Tratam-se da machambas de localizavam nas comunidades de Bwaminga, Chidwe, Mithethe, Nhacolo, Chileca, Tchenga, Nyankhumba, Kantondo, Kalawile, Khandwe, Katete, Ngulowale, dentre outras. Segundo Vicente Adriano, a Vale diz que já não tem nada a tratar com os oleiros nem com o governo local porque o assunto foi e está a ser tratado pela firma com o Governo Central. Aliás, o executivo local não tem competência para dirimir o caso, de acordo com a mineradora.
“A Vale diz que não recebe ordens do Governo Distrital e nem Provincial porque o seu contrato de exploração mineira foi assinado em Maputo pelo Governo Central. Ao nosso ver estes problemas resultam porque as pessoas responsáveis pelo reassentamento não são de Tete, vieram de fora e não são sensíveis aos nossos problemas, não nos olham como pessoas”, disse à ADECRU um dos lesados presente do bloqueio da estrada feito em Capanga.
“Tinha a minha machamba em Nhacolo, comecei a produzir em 1992 e plantava milho, amendoim, mapira, feijão nhemba…hoje sou reassentada do Bairo 25 de Setembro e sou obrigada a comprar alimentos com o pouco dinheiro que o meu esposo consegue de ganhu-ganhu (trabalho sazonal)…os brasileiros e esse nosso Governo só nos trouxeram desgraça, levaram-nos a machamba, o único meio que a minha família tinha para sobreviver”, disse também à ADECRU uma idosa com um semblante de desespero e abandono.

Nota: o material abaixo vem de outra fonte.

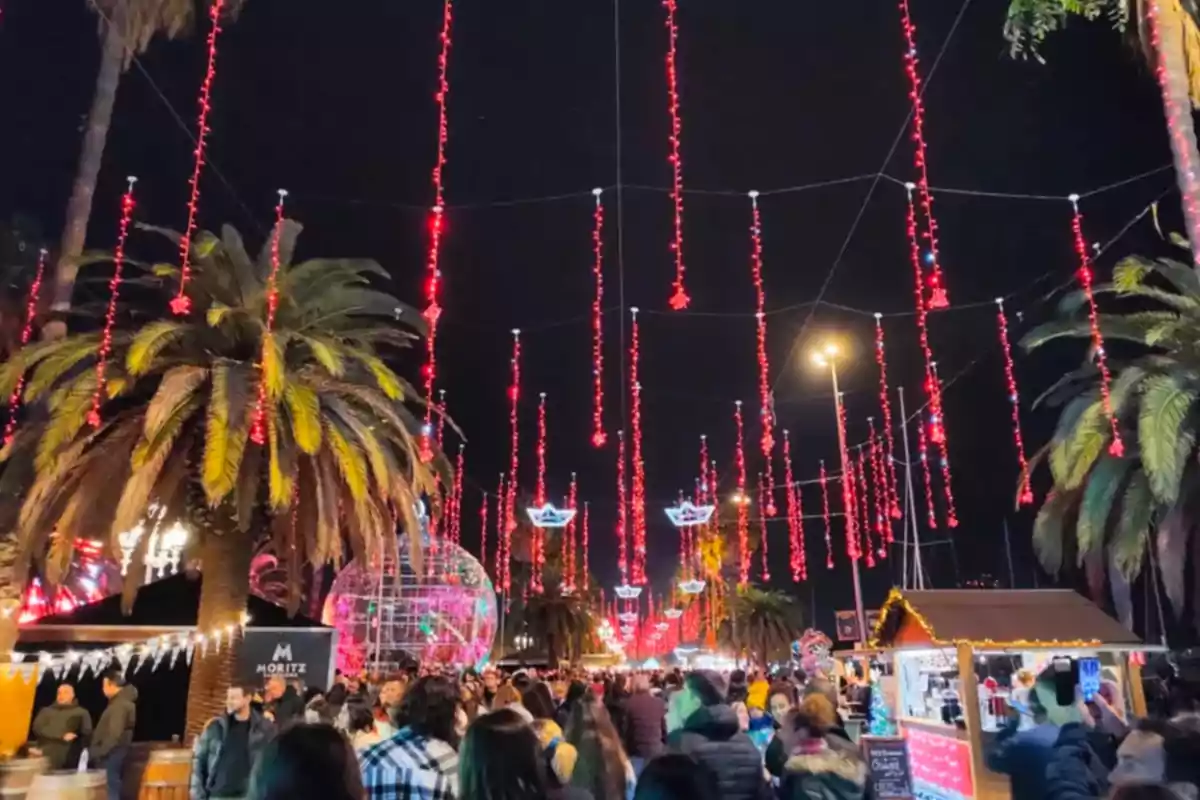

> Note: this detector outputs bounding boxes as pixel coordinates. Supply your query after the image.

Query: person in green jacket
[32,684,91,770]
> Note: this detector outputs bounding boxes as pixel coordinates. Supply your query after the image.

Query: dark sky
[0,0,1175,625]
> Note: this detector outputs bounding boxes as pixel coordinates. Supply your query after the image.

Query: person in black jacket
[667,672,770,800]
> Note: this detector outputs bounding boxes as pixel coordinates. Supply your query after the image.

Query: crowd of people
[31,666,1200,800]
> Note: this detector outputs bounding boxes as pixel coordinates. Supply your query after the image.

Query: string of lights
[170,0,224,317]
[4,247,49,447]
[88,175,138,428]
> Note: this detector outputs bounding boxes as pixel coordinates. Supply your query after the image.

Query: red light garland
[900,0,950,308]
[170,0,224,317]
[1068,194,1124,457]
[996,297,1033,505]
[592,188,608,447]
[733,401,750,587]
[250,188,288,445]
[629,306,646,587]
[817,461,833,570]
[875,312,901,520]
[662,0,691,311]
[88,175,138,428]
[421,0,454,461]
[4,247,48,447]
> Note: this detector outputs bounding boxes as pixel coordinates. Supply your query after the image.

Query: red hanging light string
[250,188,288,445]
[421,0,454,461]
[817,461,833,570]
[1068,194,1124,457]
[88,175,138,428]
[592,188,608,447]
[900,0,950,308]
[629,306,646,587]
[4,247,48,447]
[875,312,901,520]
[170,0,224,317]
[733,401,750,587]
[996,297,1033,505]
[662,0,691,311]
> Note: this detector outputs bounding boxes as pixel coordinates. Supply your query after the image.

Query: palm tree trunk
[44,2,125,338]
[1142,0,1200,272]
[185,522,252,741]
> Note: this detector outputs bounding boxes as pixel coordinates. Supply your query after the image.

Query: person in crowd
[521,681,557,720]
[566,692,637,800]
[667,670,766,800]
[625,674,667,775]
[634,753,721,800]
[779,709,868,800]
[346,703,381,753]
[88,668,138,800]
[263,675,304,728]
[191,686,275,800]
[360,675,466,800]
[32,684,91,770]
[247,724,364,800]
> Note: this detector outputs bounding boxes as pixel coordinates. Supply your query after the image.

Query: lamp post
[812,342,866,640]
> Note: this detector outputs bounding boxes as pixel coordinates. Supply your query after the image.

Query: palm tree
[0,222,451,733]
[1004,0,1200,271]
[725,587,803,666]
[1022,248,1200,624]
[46,0,244,338]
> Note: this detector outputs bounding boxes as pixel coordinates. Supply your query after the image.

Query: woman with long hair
[566,690,636,800]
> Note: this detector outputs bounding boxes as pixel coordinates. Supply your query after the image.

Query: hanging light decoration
[900,0,950,308]
[1069,194,1118,458]
[250,188,288,446]
[421,0,454,461]
[662,0,691,311]
[88,175,138,428]
[4,247,48,447]
[170,0,224,317]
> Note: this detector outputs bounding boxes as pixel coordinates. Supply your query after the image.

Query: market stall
[871,589,1160,800]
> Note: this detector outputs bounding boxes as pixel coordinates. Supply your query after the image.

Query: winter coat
[88,686,138,764]
[191,711,275,800]
[625,692,667,759]
[667,704,770,800]
[32,703,91,770]
[779,741,868,800]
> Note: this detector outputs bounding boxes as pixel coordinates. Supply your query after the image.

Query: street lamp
[812,342,866,639]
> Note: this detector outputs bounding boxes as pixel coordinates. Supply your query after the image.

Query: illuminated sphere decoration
[322,521,497,673]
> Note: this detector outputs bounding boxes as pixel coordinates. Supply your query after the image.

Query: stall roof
[871,589,1142,648]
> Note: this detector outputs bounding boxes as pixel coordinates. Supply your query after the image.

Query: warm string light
[900,0,950,308]
[817,461,833,570]
[250,188,288,445]
[592,188,608,447]
[1145,0,1200,266]
[996,297,1033,505]
[88,175,138,428]
[4,247,48,447]
[170,0,224,317]
[629,306,646,587]
[500,327,521,594]
[1068,194,1124,458]
[662,0,691,311]
[733,401,750,587]
[875,312,901,520]
[421,0,454,461]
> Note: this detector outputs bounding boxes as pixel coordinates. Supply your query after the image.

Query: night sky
[0,0,1178,627]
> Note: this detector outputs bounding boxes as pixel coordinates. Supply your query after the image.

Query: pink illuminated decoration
[170,0,224,317]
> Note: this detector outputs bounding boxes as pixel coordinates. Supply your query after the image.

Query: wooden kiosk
[870,589,1162,800]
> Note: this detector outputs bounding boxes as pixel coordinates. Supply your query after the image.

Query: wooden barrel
[138,747,192,800]
[0,758,46,800]
[25,770,108,800]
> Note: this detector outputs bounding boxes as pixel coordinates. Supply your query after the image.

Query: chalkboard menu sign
[862,736,916,800]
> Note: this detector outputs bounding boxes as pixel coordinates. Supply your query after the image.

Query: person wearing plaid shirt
[359,675,466,800]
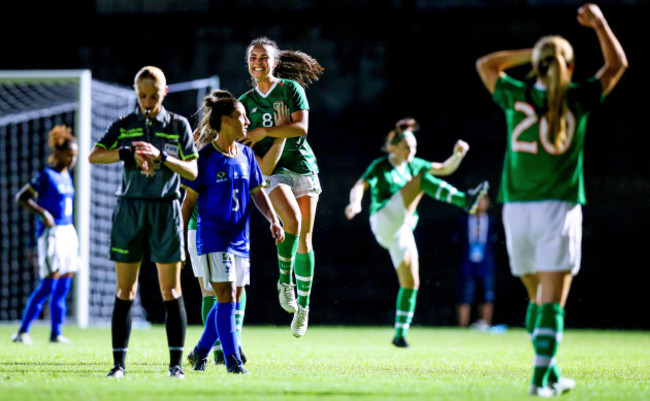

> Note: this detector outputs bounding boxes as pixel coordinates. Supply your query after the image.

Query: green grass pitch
[0,323,650,401]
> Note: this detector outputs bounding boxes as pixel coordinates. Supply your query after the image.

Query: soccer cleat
[50,334,72,344]
[239,345,248,365]
[469,319,490,332]
[463,181,490,214]
[528,385,555,398]
[106,365,125,379]
[551,377,576,395]
[214,350,226,365]
[214,345,248,365]
[167,359,185,379]
[228,363,248,375]
[277,281,298,313]
[393,337,410,348]
[186,348,206,374]
[11,331,32,344]
[291,305,309,338]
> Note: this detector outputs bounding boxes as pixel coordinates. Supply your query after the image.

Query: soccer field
[0,325,650,401]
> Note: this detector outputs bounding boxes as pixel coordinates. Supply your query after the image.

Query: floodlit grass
[0,325,650,401]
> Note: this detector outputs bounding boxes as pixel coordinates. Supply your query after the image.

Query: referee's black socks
[111,297,133,367]
[164,296,187,366]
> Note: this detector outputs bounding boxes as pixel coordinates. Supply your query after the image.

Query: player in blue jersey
[182,89,290,365]
[184,90,284,373]
[89,66,198,378]
[11,125,79,344]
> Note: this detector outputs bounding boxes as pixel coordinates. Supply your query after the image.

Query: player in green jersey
[476,4,628,397]
[345,118,489,348]
[239,37,323,337]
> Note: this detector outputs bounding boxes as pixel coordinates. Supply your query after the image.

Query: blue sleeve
[178,118,199,161]
[244,146,264,189]
[29,170,48,193]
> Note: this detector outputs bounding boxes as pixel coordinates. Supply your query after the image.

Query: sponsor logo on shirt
[165,143,178,159]
[216,171,228,183]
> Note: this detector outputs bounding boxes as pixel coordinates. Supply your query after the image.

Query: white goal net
[0,70,219,327]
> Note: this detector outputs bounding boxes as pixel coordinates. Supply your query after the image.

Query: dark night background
[0,0,650,330]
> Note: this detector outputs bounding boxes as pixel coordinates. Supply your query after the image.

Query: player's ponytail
[532,36,573,149]
[47,125,77,164]
[194,89,238,150]
[381,117,420,153]
[274,50,325,88]
[246,36,325,88]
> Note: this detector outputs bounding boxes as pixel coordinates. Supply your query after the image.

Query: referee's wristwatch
[159,150,169,165]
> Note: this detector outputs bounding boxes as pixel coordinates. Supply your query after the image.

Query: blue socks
[19,278,57,333]
[217,302,241,368]
[195,303,219,357]
[50,277,72,338]
[195,302,241,368]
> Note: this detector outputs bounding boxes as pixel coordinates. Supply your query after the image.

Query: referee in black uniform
[89,66,198,378]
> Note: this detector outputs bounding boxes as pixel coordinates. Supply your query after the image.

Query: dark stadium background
[0,0,650,330]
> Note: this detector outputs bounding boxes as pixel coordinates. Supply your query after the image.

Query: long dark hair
[47,125,77,164]
[246,36,325,88]
[194,89,239,150]
[381,117,420,152]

Entretanto, a Vale, sem se predispor ao diálogo com os lesados, diz que não tem nenhuma dívida com os oleiros nem machambeiros, muito menos com as famílias que receberam casas consideradas de má qualidade. Refira-se que em Julho deste ano, os oleiros o Tribunal Judicial Distrito de Moatize iniciou o julgamento do “Caso Oleiros de Moatize”, em que o grupo a que nos referimos, pretende, através da Justiça, forçar a mineradora a aumentar o valor das compensações pela perda das suas terras. O processo que leva o número 13/2013, está nas mãos do juiz António Monteiro.
Nas primeiras audições, o governador de Tete, Ratxide Gogo, saiu em defesa da Vale Moçambique ao alegar que as famílias que consideram lesadas ou enganadas pela empresa em causa estavam a fazer exigências infundadas porque já haviam recebidos as suas indemnizações há quatro anos e, nessa altura, o valor não era irrisório tal como as mesmas defendem agora.
Todavia, na altura, o advogado dos oleiros, Hermínio Nhantumbo, explicou, em sede do tribunal, que os 60 mil meticais recebidos pelos oleiros não constituíam nenhuma indemnização até porque nunca houve acordo nesse sentido.